Hi, can you run other samples successfully?
I have a very strange issue here:
https://devtalk.nvidia.com/default/topic/1065105/cuda-profiler-tools-interface-cupti-/why-cuptieventgroupenable-always-reports-quot-cupti_error_invalid_parameter-quot-error-/

Interesting you ask that question. I get this output from activity_trace and callback_event:

[khuck@cyclops activity_trace]$ ./activity_trace
Device Name: Tesla V100-SXM2-32GB
Device Name: Tesla V100-SXM2-32GB
Device Name: Tesla V100-SXM2-32GB
Device Name: Tesla V100-SXM2-32GB
activity_trace.cpp:355: error: function cuptiActivityFlushAll(0) failed with error CUPTI_ERROR_INSUFFICIENT_PRIVILEGES.
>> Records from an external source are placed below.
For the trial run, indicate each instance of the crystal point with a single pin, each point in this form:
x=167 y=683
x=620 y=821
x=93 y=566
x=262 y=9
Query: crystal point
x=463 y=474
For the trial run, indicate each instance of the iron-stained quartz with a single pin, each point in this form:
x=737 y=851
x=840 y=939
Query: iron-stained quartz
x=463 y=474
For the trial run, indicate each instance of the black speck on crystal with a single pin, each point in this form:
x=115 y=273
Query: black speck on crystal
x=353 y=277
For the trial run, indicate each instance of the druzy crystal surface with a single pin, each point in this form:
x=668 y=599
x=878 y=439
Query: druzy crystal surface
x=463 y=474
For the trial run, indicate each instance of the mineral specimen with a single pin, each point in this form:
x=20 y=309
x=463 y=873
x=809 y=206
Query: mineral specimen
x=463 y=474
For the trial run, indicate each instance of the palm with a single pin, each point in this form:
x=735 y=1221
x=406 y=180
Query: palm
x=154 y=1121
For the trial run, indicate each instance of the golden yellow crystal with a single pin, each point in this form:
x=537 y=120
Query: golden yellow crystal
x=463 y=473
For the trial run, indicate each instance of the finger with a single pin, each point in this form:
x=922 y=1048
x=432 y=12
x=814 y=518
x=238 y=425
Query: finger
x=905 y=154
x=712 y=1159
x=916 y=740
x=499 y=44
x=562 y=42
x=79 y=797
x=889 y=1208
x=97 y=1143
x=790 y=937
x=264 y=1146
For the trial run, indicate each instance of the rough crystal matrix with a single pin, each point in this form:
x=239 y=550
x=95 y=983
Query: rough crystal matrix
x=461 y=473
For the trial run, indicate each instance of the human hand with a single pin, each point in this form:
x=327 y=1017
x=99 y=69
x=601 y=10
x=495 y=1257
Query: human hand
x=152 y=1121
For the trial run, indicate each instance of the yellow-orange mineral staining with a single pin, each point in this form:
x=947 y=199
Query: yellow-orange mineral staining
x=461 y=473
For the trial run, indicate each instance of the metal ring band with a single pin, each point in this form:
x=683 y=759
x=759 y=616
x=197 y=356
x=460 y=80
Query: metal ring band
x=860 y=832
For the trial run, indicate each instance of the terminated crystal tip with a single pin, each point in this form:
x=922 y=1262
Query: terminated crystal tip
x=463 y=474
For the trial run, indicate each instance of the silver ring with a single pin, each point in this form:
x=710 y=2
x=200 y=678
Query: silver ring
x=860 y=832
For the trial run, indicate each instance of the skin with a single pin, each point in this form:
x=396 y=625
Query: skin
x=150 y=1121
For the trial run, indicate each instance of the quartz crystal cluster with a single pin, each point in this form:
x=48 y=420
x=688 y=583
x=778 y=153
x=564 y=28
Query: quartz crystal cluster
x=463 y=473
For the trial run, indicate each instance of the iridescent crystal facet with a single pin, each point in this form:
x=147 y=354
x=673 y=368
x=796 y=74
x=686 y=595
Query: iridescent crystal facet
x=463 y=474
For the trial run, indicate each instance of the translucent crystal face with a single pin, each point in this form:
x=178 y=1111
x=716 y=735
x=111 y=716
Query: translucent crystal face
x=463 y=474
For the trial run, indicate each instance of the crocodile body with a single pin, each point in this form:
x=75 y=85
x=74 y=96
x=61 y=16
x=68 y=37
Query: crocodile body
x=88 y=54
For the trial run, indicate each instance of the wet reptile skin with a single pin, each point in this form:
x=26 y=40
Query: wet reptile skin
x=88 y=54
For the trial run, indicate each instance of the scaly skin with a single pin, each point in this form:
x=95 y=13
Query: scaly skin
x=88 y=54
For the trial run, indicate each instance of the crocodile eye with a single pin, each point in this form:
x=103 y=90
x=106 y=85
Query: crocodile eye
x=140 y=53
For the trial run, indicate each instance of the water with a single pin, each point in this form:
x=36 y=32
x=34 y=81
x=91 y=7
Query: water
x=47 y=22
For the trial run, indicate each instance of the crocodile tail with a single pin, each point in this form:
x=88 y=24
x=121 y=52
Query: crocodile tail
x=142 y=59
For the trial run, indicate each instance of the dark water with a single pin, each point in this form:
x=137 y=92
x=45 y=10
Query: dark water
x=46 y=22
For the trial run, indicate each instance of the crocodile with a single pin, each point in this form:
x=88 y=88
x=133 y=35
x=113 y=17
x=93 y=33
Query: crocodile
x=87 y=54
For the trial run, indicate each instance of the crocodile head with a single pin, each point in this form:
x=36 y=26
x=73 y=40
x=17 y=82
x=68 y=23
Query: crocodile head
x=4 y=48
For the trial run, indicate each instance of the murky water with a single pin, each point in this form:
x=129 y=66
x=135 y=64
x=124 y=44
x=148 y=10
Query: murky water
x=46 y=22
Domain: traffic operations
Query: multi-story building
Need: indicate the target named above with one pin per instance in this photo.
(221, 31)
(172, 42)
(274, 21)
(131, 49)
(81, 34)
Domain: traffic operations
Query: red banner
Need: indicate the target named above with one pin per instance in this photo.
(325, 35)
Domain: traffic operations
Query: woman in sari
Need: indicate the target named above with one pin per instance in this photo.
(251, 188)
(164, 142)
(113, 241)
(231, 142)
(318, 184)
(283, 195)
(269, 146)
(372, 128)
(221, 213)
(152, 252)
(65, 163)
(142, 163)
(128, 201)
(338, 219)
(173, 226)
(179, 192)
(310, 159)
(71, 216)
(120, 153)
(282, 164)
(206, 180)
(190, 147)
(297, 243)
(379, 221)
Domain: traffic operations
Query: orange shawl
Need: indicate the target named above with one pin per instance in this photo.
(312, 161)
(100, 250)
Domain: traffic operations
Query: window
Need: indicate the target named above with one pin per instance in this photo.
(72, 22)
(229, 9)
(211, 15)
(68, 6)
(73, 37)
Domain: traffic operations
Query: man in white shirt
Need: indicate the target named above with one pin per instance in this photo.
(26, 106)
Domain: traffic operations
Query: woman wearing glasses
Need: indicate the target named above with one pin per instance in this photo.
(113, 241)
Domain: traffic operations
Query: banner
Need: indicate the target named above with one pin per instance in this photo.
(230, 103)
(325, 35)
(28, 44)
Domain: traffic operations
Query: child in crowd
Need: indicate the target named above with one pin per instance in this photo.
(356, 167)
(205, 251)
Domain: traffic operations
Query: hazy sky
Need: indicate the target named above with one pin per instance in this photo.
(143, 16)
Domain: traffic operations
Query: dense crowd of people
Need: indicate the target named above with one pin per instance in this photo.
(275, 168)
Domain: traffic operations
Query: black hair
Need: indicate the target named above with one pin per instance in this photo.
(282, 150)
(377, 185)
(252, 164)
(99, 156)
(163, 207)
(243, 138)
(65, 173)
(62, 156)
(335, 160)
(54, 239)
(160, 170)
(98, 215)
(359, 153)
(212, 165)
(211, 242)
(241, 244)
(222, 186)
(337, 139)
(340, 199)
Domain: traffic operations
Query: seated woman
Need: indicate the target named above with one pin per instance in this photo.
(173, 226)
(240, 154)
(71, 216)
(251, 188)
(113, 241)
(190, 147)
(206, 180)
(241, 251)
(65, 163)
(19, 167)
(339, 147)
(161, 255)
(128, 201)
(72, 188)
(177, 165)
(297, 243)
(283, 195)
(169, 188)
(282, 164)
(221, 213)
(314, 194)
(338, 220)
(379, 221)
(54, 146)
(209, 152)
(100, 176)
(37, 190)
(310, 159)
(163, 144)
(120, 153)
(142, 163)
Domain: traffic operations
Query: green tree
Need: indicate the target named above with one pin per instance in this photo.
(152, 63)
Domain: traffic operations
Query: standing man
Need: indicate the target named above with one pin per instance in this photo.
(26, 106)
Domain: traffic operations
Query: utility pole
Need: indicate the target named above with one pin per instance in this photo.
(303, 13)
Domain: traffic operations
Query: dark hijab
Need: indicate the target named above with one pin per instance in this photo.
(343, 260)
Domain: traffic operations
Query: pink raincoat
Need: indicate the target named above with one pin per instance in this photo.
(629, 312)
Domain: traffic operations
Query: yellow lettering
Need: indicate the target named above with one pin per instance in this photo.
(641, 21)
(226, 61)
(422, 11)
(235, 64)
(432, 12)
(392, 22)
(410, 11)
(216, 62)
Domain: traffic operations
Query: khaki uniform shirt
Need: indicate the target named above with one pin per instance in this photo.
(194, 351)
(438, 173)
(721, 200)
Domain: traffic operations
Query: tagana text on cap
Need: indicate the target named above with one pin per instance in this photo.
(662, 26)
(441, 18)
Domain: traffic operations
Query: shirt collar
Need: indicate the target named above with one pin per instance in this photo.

[khuck@cyclops callback_event]$ ./callback_event 0
Usage: ./callback_event [device_num] [event_name]
CUDA Device Number: 0
CUDA Device Name: Tesla V100-SXM2-32GB
callback_event.cu:239:Error CUPTI_ERROR_INSUFFICIENT_PRIVILEGES for CUPTI API function ‘cuptiSubscribe’.

Which I know about the fix for that, but waiting for an administrator (who knows what they are doing) to set the modprobe flag. But we don’t get that error when subscribing to the asynchronous activity API.